ATI ENGAGE MENTAL
HEALTH RN
1. Therapeutic Communication
Q: A nurse is using therapeutic communication with a client who has depression.
Which of the following responses demonstrates active listening?
A) "I know exactly how you feel."
B) "Everything will be okay soon."
C) "Tell me more about how you're feeling today."
D) "You should try to focus on the positives."
A: C) "Tell me more about how you're feeling today."
,Rationale: This response encourages the client to express their thoughts and
feelings, which is a key principle of therapeutic communication.
2. Mental Health Disorders
Q: A client with schizophrenia is experiencing auditory hallucinations. Which of the
following nursing interventions is most appropriate?
A) Tell the client that the voices are not real.
B) Encourage the client to ignore the voices.
C) Ask the client what the voices are saying.

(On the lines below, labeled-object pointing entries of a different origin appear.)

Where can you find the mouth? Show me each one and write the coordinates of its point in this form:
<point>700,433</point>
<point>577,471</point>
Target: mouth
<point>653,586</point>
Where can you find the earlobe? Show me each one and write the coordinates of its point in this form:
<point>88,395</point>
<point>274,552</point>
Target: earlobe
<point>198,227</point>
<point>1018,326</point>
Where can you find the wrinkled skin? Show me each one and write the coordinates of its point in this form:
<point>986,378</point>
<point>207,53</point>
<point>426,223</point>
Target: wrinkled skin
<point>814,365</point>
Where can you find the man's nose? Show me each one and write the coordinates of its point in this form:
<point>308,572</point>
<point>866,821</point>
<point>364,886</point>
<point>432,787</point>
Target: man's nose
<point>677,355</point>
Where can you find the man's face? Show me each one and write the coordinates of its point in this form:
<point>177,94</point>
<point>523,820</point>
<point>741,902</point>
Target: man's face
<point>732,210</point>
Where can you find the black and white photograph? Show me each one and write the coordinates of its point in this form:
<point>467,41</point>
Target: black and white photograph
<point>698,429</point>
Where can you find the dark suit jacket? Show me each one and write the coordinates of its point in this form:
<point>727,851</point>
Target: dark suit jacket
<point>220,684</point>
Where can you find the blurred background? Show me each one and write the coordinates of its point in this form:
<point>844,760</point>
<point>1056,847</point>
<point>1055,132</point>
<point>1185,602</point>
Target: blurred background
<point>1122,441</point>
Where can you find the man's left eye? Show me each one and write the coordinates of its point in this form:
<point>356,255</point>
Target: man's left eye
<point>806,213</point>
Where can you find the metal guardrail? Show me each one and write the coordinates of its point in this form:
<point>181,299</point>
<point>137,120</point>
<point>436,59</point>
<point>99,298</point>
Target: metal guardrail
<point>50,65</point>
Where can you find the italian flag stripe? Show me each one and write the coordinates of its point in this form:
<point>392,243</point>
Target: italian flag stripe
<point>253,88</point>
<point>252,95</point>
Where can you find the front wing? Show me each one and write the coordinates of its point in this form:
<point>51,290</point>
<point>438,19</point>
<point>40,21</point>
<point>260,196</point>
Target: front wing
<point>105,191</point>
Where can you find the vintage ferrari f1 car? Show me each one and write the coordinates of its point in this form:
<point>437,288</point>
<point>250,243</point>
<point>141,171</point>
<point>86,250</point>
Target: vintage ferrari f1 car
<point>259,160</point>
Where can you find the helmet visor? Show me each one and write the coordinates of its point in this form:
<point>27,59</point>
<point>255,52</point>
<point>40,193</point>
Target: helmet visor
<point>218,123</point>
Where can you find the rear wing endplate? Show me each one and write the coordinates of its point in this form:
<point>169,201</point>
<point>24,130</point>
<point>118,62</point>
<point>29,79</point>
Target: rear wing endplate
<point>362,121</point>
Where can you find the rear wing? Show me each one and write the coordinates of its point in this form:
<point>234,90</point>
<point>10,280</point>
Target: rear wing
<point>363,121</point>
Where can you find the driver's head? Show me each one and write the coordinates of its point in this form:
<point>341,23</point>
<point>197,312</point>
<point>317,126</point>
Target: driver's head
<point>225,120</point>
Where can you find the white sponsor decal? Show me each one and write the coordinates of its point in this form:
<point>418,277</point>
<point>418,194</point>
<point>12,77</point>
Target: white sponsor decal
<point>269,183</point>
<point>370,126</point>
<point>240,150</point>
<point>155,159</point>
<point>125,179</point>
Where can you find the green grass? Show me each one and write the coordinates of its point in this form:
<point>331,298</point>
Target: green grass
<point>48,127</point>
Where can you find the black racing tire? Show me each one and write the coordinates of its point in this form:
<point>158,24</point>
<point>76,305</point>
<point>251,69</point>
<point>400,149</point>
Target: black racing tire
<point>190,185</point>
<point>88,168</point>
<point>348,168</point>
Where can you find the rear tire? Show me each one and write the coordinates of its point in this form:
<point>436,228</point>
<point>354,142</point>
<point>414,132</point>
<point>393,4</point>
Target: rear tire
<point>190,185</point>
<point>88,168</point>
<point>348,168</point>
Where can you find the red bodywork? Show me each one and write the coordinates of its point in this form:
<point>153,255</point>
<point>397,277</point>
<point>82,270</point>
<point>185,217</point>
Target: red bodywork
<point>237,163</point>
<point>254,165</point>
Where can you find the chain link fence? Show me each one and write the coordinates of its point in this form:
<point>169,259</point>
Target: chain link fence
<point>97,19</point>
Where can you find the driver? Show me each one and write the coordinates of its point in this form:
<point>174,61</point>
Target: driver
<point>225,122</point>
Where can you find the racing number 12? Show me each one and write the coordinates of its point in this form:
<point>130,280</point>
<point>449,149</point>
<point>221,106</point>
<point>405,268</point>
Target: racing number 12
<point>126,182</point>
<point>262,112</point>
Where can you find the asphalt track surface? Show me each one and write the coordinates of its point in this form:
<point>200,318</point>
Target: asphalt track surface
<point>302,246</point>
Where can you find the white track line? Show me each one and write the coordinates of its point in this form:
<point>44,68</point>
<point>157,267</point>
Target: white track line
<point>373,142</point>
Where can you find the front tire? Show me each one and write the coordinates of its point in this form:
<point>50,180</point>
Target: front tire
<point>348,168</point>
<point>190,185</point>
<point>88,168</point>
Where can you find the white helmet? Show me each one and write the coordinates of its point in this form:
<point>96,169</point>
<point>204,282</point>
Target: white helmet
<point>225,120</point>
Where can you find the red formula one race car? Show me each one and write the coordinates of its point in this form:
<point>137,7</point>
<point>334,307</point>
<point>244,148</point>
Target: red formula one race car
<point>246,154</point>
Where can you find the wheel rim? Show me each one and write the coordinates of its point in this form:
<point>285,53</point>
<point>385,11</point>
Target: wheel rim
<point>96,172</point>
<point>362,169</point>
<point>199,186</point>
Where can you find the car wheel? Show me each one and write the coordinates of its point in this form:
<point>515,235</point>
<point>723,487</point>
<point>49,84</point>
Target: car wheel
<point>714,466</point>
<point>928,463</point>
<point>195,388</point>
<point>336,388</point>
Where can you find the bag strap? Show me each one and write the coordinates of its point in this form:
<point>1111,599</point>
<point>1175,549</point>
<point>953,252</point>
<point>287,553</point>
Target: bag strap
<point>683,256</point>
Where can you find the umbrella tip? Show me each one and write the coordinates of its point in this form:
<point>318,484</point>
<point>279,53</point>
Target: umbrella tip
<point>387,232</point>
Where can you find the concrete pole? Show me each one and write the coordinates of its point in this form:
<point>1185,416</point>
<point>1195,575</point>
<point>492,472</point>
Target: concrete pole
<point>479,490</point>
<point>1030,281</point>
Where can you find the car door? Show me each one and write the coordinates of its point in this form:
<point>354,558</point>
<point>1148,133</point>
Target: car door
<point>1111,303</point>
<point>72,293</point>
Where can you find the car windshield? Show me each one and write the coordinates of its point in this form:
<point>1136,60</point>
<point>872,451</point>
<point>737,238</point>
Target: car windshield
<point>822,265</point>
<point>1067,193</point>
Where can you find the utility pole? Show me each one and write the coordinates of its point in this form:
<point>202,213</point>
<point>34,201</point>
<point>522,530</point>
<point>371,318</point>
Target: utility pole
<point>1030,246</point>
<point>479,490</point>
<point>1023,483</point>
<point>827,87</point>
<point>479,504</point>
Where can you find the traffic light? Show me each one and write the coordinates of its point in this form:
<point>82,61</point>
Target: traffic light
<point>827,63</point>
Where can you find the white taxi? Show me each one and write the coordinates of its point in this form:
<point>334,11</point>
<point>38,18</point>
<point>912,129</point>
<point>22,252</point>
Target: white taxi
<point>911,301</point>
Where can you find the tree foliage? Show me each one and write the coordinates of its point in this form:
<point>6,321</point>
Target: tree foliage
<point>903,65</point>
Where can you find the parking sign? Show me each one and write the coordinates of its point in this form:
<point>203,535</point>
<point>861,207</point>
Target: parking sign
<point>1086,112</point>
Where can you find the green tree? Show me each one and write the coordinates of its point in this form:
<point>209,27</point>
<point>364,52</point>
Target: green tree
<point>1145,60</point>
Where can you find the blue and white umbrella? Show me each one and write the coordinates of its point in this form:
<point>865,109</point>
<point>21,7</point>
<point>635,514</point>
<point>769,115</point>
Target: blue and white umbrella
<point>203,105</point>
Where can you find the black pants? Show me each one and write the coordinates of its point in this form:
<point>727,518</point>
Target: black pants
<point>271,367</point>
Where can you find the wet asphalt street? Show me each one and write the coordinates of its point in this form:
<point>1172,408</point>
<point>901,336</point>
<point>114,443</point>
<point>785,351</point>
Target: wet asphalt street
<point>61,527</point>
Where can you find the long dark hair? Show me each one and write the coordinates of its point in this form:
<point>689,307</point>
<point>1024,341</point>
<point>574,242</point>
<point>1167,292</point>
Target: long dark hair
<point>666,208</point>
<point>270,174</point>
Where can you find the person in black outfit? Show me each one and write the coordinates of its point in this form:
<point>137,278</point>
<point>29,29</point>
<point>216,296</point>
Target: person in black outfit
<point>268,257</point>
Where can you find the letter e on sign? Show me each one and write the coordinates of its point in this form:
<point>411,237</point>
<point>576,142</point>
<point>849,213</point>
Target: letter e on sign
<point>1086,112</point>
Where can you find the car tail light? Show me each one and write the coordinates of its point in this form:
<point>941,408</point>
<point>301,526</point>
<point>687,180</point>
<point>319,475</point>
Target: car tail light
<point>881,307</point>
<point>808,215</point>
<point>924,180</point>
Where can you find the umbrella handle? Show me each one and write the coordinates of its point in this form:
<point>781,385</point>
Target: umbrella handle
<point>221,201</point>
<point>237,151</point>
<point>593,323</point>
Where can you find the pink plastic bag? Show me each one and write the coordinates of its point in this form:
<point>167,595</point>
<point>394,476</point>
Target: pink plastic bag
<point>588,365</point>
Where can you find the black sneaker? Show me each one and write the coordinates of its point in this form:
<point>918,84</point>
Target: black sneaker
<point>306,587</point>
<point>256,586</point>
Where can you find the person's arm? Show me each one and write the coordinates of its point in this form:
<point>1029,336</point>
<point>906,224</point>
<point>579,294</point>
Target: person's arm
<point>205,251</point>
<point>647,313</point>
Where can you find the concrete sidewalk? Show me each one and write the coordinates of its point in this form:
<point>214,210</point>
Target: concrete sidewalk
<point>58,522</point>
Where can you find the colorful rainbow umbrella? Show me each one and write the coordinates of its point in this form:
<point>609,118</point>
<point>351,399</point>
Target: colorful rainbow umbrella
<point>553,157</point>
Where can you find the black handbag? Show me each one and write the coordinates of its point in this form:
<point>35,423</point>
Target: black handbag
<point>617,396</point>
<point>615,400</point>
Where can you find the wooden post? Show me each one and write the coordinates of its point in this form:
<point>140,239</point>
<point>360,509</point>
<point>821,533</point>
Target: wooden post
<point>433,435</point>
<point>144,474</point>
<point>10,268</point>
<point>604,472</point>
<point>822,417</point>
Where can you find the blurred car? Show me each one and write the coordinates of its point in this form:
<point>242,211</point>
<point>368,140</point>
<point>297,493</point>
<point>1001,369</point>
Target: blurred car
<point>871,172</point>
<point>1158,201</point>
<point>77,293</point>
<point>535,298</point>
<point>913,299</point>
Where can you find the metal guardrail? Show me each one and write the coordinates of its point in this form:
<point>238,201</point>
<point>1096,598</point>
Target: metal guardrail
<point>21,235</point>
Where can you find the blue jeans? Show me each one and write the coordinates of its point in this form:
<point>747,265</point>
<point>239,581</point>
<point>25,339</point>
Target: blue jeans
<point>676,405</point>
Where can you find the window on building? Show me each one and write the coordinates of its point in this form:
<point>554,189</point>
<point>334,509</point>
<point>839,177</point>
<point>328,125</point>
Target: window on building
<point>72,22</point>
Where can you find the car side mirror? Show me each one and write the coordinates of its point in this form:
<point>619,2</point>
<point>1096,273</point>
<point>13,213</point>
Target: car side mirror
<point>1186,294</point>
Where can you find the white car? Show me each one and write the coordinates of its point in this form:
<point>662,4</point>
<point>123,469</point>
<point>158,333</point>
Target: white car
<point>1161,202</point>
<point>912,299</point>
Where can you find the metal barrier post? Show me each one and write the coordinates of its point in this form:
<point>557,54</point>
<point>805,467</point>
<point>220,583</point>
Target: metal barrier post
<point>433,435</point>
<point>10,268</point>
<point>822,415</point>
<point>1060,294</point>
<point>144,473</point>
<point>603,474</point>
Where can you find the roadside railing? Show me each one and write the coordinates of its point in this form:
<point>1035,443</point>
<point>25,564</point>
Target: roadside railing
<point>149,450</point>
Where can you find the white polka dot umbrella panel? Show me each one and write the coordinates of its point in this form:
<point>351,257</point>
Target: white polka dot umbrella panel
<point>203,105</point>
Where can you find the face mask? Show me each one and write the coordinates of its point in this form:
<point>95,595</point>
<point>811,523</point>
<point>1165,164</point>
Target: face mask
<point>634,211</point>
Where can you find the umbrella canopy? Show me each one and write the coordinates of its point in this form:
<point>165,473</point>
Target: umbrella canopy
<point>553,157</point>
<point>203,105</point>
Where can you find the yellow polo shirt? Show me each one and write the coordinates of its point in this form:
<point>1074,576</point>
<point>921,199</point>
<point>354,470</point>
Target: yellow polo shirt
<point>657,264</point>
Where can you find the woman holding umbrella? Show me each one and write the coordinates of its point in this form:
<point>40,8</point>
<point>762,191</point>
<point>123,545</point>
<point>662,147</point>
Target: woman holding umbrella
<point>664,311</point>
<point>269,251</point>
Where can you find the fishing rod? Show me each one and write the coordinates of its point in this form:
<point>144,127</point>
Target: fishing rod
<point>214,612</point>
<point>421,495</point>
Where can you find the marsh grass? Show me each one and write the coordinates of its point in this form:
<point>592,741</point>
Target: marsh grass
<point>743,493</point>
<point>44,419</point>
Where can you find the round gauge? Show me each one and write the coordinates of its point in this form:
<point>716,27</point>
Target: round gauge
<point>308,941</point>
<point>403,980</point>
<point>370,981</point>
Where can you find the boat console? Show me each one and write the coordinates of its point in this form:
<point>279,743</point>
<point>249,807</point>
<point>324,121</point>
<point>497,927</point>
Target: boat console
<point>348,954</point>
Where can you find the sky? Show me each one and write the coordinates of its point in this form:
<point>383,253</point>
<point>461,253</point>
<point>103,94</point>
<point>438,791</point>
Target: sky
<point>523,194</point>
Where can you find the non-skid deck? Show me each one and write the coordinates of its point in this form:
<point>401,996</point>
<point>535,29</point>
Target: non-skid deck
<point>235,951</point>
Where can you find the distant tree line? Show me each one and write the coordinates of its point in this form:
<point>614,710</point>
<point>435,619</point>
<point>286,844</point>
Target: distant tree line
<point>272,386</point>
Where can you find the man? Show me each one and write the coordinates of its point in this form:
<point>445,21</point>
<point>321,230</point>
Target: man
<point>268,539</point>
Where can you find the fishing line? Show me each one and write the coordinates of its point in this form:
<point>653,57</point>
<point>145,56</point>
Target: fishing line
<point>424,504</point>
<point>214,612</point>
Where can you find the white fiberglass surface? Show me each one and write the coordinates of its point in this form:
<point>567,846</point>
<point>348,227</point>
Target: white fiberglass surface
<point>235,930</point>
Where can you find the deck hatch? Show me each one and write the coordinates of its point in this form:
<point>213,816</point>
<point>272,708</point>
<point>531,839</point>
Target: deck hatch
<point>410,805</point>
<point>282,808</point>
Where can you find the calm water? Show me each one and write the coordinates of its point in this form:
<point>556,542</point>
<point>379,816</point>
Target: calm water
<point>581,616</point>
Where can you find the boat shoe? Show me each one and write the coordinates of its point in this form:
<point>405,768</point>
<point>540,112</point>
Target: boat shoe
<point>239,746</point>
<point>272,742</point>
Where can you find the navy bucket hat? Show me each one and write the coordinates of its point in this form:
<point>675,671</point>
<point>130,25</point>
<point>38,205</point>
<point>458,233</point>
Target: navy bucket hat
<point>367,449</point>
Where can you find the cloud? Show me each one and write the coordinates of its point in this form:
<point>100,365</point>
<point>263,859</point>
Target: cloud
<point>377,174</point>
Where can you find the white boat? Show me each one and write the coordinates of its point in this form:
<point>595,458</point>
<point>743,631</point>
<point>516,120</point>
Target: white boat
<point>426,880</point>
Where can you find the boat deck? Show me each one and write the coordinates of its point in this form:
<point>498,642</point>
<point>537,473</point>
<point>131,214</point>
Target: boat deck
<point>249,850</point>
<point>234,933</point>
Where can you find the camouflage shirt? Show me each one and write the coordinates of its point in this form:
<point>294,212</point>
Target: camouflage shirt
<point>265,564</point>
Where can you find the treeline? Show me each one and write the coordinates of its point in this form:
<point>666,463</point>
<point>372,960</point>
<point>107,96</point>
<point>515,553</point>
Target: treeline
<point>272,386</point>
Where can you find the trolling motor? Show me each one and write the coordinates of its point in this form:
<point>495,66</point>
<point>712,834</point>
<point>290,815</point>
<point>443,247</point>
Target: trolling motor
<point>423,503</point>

D) Laugh with the client about the voices.
A: C) Ask the client what the voices are saying.
Rationale: Assessing what the voices are saying helps determine if the client is
experiencing distress or if there is a risk of self-harm or harm to others.
3. Psychotropic Medications
Q: A nurse is caring for a client prescribed sertraline (Zoloft) for depression. Which of
the following statements indicates a need for further teaching?
A) "I should take this medication at the same time every day."
B) "It may take several weeks before I feel the full effects."
C) "I can stop taking it as soon as I feel better."
D) "I should avoid alcohol while taking this medication."
A: C) "I can stop taking it as soon as I feel better."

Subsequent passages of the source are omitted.